Reference no: EM132765847
Royal Docks is a public limited company that prepares financial statements in accordance with International Financial Reporting Standards. Royal Docks has a number of bank loans, which are repayable if it breaches its covenants. The covenants are based on profit before tax and reported assets.
A new accountant has recently started working at Royal Docks and has discovered some issues relating to the financial statements for the year ended 31 December 2019.
I. Royal Docks' statement of financial position includes an intangible asset. This asset is a portfolio of customers acquired from a similar business which had gone into liquidation two years ago. The accountant has asked the finance director why the asset has not been amortised in the current period. The finance director replied that he changed the assessment of the useful life of this intangible asset from 'finite' to 'indefinite'. He justified this on the grounds that it is impossible to foresee the length this intangible asset's useful life due to a number of factors, such as technological evolution and changing consumer behaviour.

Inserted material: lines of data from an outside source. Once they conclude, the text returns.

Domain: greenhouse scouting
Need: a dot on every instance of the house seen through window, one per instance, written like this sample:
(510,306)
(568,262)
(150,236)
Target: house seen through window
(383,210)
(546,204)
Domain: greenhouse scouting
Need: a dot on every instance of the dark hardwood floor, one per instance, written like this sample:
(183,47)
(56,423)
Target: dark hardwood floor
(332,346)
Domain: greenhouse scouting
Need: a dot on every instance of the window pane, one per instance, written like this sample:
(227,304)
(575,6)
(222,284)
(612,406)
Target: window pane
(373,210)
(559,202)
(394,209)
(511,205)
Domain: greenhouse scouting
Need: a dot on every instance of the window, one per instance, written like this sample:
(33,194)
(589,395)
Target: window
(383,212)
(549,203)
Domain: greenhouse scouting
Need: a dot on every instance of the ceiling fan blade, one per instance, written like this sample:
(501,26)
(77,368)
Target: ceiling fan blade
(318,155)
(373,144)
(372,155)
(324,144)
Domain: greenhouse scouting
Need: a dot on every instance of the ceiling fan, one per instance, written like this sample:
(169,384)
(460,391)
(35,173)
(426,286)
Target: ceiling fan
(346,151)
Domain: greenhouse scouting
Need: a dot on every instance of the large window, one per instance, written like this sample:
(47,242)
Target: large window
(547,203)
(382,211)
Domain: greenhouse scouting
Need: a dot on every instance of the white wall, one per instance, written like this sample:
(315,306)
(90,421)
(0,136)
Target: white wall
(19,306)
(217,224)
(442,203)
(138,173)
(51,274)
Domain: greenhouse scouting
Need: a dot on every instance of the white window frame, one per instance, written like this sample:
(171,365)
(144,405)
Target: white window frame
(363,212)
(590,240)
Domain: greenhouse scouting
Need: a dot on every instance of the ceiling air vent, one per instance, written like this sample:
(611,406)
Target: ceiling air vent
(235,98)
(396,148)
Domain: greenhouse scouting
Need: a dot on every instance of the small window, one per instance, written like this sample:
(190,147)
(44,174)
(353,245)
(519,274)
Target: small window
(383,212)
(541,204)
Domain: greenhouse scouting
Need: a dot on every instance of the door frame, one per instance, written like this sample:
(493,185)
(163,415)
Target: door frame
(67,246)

II. Royal Docks owns investment properties that are measured using the fair value method. The accountant has discovered that the fair value is calculated as 'new-build value less obsolescence'. Valuations are conducted by the finance director. In order to determine the obsolescence, the director takes account of the age of the property and the nature of its use. Sales values for `similar properties in similar locations are available and are significantly less than the fair value estimated by the director.
III. Royal Docks has three main cash generating units (CGUs) which have goodwill attributed to them. The finance director has asked the accountant to perform an impairment test of the CGUs, using the most recent financial forecasts as the basis for value in use calculations. The realised cash flows for the CGUs were negative in 2019 and far below forecasted cash flows for that period. The directors have significantly raised cash flow forecasts for 2020 with little justification. The projected cash flows have been calculated by adding back depreciation charges to the budgeted result for the period with expected changes in working capital and capital expenditure not taken into account. The finance director has told the accountant that future promotions and pay rises are dependent on following this instruction.
REQUIRED:
Problem 1: Discuss the accounting and ethical implications of the above situations from the perspective of the reporting accountant.